SHARING your life story through a memoir can be somewhat nerve-wracking, particularly when your insights about your community could make some a little uncomfortable.
First-time Fremantle author Khin Myint’s Fragile Creatures will almost certainly push buttons when it’s launched at the Chesterton Lounge at Bar Orient this coming Friday (June 7), and he admits to having some nerves ahead of the event.
“I feel a mixed set of emotions about that, because it’s my local community, and then people will just know so much about my life,” Myint says.
The son of a Burmese father and English mother, he grew up in Rossmoyne struggling to fit into either the European community, or its small but growing Asian population.

• Author Khin Myint’s first book Fragile Creatures will be launched in Fremantle this week.
It was the era of notorious racist Jack van Tongeren, whose firebombing of the Man Lin restaurant in Karawara sparked fear across the city; the son of the Chan family who were the victims of the attack was a fellow Rossmoyne student.
Myint presents a searing account of the terrifying bullying he and others faced during that tense era, and while he says Perth has come a long way, he still sees racism around him.
“Racism in Fremantle is not overt, in my experience as a 40-something, mixed-race guy, but it’s definitely there.
“When I want to talk about race, ideas around race or racial identity, I often feel it’s not a welcome conversation here.”
The book also delves into mental health, with Myint’s sister Theda’s looming suicide a pervading theme.

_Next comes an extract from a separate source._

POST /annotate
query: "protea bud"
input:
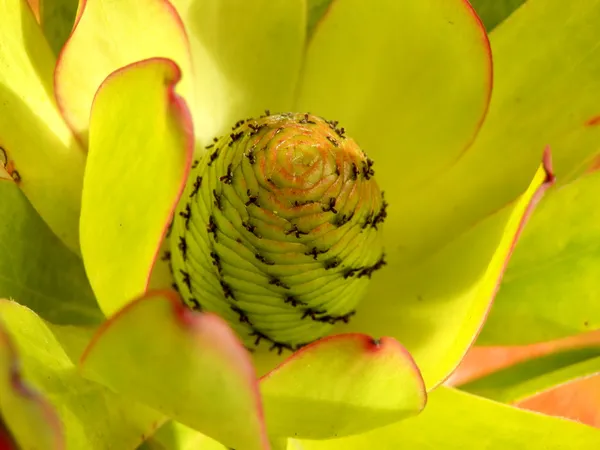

His family, the medical establishment and the alternative healers were split on whether her illness was wholly mental or wholly physical, and he says one of the aims of the book is to challenge readers to look at a middle ground.
“I want them to remember in their own lives, and think about in their own lives, how the culture that we that we live in, that we swim in, defines how we look at the things around us and look at other people, and how there can be a lot of a lack of nuance in how we see other people.
“The culture encourages us to think in stereotypes, to think in binaries – for example, binaries around the illness.”
Myint also wants a more critical look at masculinity, arguing that there are contrary notions of how young men in particular are supposed to behave.
He says it’s largely boys and men being pulled towards the right, and he fears that’s in part from the left constantly telling them they’re the problem.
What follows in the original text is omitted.